Julia Wendell's new poetry chapbook is Take This Spoon (Main Street Rag, 2014). Her previous publications include The Sorry Flowers (WordTech Editions, 2009), Dark Track (WordTech Editions, 2005), Wheeler Lane (Igneus Press, 1998), and An Otherwise Perfect History (Ithaca House Press, 1988), as well as the chapbooks Restalrig (Finishing Line Press, 2007), Scared Money Never Wins (Finishing Line Press, 2004), and Fires at Yellowstone (Bacchae Press, 1993). An equestrian athlete and owner of a horse farm, Wendell also authored Finding My Distance: a Year in the Life of a Three-Day Event Rider (Galileo Books, 2009),a book that is part memoir, part poetry collection. She has received Yaddo Colony and Bread Loaf Writers’ Conference Fellowships.

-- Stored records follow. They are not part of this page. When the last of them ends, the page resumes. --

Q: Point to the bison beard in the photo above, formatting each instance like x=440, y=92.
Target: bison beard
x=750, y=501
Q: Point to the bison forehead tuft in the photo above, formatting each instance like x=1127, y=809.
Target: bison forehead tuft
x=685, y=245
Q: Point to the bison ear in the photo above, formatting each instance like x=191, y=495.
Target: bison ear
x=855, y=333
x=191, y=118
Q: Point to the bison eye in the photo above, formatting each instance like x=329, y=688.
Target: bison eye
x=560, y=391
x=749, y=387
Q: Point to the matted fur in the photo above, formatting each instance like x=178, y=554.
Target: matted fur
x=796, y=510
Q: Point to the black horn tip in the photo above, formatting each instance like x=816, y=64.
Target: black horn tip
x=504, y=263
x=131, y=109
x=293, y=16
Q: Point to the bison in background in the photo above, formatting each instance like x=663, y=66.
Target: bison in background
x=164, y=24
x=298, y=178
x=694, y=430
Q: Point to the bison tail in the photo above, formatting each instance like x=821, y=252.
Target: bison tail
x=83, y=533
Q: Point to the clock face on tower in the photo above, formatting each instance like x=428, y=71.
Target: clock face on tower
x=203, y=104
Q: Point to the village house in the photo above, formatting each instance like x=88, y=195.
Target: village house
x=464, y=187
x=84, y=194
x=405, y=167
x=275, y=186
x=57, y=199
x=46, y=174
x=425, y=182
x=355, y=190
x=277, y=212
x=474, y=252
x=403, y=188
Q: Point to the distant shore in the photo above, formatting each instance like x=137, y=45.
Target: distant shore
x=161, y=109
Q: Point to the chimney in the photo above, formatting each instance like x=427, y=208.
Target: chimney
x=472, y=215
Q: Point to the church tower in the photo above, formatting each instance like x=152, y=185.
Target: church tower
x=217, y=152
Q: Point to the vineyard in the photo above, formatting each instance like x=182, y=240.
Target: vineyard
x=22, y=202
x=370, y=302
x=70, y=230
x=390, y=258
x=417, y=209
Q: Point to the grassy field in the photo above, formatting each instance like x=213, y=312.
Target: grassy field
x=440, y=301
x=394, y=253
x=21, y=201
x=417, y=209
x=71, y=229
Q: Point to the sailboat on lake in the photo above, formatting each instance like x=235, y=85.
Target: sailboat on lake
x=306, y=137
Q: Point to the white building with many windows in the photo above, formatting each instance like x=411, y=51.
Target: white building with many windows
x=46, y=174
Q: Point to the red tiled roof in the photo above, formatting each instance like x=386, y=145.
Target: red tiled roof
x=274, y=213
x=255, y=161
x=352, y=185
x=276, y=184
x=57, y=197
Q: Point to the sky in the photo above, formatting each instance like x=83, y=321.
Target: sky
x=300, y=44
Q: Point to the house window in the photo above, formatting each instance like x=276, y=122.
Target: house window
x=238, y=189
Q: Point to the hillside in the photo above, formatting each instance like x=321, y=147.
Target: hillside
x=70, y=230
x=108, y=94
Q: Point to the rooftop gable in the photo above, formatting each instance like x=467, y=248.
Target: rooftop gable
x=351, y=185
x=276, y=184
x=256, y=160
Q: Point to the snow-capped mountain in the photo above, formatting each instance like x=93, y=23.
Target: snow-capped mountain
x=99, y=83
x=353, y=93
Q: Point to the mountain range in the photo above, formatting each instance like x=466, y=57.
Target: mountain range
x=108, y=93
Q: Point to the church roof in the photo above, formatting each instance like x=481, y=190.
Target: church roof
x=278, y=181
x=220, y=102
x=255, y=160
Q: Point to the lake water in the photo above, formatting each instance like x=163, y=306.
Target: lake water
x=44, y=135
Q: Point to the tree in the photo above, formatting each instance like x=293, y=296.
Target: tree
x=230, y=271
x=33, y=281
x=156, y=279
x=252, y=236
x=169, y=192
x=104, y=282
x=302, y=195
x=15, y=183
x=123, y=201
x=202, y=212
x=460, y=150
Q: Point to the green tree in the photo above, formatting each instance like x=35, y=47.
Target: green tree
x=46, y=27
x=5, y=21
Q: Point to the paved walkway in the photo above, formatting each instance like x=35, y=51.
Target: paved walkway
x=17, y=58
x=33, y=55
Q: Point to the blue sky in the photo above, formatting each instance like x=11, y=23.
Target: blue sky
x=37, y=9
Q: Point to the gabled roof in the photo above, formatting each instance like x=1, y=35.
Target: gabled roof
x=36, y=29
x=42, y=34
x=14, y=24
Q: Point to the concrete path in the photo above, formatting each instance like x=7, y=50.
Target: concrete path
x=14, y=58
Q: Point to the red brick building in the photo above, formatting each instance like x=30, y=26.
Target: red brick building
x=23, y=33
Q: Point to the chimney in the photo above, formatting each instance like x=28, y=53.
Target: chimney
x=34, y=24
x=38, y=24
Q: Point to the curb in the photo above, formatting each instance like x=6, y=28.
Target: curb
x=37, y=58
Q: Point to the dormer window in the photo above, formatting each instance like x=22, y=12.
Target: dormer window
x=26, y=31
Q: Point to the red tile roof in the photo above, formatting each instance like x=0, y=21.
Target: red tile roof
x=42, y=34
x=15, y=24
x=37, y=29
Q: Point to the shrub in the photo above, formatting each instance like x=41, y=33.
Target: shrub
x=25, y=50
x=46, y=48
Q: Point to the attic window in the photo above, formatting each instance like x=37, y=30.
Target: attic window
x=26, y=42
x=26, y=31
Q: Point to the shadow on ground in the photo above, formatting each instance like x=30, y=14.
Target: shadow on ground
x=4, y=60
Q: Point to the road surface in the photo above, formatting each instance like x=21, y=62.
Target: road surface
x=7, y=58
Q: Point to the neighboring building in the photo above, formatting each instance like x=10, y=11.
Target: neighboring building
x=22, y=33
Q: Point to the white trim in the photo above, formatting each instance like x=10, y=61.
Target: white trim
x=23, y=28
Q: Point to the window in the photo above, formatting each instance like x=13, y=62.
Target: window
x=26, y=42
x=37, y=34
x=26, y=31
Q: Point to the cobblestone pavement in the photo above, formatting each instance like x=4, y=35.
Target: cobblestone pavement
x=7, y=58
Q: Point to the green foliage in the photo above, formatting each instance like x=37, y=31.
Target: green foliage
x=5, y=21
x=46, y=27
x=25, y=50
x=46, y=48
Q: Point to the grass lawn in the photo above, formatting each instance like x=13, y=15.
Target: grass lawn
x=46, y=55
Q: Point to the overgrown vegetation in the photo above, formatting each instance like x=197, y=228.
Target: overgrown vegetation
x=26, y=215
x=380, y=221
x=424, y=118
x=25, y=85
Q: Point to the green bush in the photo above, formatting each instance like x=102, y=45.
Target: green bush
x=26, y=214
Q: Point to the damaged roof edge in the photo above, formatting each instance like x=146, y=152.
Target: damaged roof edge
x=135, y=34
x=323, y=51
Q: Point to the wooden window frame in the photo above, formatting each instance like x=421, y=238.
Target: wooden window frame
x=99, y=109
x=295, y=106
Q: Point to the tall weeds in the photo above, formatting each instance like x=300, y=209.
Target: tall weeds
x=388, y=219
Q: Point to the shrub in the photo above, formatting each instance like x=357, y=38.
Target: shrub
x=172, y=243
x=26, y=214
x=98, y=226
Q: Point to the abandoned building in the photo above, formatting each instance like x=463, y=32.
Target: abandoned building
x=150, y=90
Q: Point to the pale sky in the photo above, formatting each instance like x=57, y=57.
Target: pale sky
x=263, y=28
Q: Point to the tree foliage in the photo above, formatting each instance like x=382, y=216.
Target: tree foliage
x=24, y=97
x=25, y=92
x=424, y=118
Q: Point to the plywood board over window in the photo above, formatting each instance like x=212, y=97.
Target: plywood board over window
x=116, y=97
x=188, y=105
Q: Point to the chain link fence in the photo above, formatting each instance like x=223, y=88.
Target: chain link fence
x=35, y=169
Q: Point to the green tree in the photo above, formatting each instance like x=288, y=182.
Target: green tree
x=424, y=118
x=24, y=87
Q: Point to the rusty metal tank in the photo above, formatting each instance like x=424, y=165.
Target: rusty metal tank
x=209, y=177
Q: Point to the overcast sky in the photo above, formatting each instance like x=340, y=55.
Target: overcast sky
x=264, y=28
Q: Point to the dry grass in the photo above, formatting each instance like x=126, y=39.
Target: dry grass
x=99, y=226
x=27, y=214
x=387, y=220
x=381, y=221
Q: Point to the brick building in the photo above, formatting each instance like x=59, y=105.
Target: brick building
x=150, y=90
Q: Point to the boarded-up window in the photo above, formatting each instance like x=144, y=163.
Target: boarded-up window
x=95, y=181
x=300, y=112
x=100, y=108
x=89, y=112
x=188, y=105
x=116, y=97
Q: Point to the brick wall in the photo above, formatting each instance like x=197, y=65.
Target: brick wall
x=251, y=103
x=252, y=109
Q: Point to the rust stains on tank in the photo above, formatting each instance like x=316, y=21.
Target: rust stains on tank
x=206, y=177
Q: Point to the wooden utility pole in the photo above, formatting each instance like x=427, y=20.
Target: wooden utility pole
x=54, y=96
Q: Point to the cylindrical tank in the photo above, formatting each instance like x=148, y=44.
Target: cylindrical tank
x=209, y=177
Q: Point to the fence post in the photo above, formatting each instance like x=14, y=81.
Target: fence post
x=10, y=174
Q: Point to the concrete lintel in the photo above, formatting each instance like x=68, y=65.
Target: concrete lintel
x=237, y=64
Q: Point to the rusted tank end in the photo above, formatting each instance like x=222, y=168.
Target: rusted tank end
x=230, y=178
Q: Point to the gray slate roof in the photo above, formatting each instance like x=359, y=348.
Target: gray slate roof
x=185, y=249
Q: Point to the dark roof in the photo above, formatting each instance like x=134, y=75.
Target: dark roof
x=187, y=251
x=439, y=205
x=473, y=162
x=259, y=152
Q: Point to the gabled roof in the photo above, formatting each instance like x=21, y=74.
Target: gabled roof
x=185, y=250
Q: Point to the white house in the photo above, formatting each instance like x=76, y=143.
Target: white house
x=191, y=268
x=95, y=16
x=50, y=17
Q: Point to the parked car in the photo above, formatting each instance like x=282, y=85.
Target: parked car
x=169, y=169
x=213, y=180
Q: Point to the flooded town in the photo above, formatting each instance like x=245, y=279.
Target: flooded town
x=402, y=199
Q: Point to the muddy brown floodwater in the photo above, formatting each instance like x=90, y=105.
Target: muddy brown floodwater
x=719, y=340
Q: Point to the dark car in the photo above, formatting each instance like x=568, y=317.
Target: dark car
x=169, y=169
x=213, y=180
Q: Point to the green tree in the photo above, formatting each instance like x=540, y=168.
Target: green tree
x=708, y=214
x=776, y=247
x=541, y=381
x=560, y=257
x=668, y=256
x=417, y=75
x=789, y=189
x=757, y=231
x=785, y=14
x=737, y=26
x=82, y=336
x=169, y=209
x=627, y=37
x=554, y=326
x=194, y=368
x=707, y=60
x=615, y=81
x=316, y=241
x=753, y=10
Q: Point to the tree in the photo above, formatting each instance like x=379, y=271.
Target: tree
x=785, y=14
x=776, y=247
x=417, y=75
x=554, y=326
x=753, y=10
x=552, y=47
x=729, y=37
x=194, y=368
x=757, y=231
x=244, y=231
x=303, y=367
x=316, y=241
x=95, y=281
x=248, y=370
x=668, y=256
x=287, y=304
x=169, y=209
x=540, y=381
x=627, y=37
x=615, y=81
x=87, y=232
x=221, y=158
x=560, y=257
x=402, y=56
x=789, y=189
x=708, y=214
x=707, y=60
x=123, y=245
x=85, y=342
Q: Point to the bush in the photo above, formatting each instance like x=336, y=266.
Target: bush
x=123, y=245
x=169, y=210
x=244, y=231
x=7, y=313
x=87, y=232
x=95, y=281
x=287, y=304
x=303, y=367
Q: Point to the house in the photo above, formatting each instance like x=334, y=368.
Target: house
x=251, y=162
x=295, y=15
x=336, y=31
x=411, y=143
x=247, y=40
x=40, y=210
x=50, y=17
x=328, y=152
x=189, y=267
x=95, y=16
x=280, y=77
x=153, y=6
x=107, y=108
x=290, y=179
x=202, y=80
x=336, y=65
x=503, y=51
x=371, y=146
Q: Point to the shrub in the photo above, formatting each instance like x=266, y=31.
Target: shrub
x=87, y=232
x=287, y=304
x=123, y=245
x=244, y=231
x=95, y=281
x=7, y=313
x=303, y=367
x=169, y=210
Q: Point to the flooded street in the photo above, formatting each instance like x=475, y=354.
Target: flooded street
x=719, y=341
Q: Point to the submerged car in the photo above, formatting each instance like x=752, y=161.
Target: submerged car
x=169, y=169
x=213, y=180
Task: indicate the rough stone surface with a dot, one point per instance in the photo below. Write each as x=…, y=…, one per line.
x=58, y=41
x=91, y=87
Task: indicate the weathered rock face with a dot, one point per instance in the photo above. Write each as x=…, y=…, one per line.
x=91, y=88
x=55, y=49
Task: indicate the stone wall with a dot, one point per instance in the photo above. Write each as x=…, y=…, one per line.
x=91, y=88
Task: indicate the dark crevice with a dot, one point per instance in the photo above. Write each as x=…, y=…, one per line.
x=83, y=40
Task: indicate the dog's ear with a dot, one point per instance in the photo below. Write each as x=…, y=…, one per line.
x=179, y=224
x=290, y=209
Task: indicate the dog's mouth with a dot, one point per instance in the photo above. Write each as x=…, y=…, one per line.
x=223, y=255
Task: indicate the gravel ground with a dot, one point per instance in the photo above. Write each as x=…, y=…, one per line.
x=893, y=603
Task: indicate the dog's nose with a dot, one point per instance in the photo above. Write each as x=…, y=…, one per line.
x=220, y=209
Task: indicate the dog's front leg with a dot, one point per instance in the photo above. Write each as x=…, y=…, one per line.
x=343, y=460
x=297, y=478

Melanie McCabe is a high school English and creative writing teacher in Arlington, Virginia. Her second book of poems, What The Neighbors Know, was published in 2014 by FutureCycle Press. Her first book, History of the Body, was published by David Robert Books in 2012. Her poems have appeared on Poetry Daily, as well as in Best New Poets 2010, The Georgia Review, The Massachusetts Review, The Cincinnati Review, Bellingham Review, Alaska Quarterly Review, Shenandoah, and numerous other journals. Her work also appears in the latest editions of Bedford/St. Martin’s Poetry: An Introduction and The Bedford Introduction to Literature: Reading, Thinking, Writing.
Shelley Puhak is the author of Guinevere in Baltimore, selected by Charles Simic for the Anthony Hecht Prize (Waywiser, 2013). Her first collection, Stalin in Aruba, was awarded the Towson Prize for Literature. Puhak’s poems have appeared in many journals, including Alaska Quarterly Review, Beloit Poetry Journal, FIELD, Kenyon Review Online, The Missouri Review, and Ninth Letter. Puhak is the Eichner Professor of Writing at Notre Dame of Maryland University.
Read poems by Julia Wendell here and here.
Read poems by Melanie McCabe here and here.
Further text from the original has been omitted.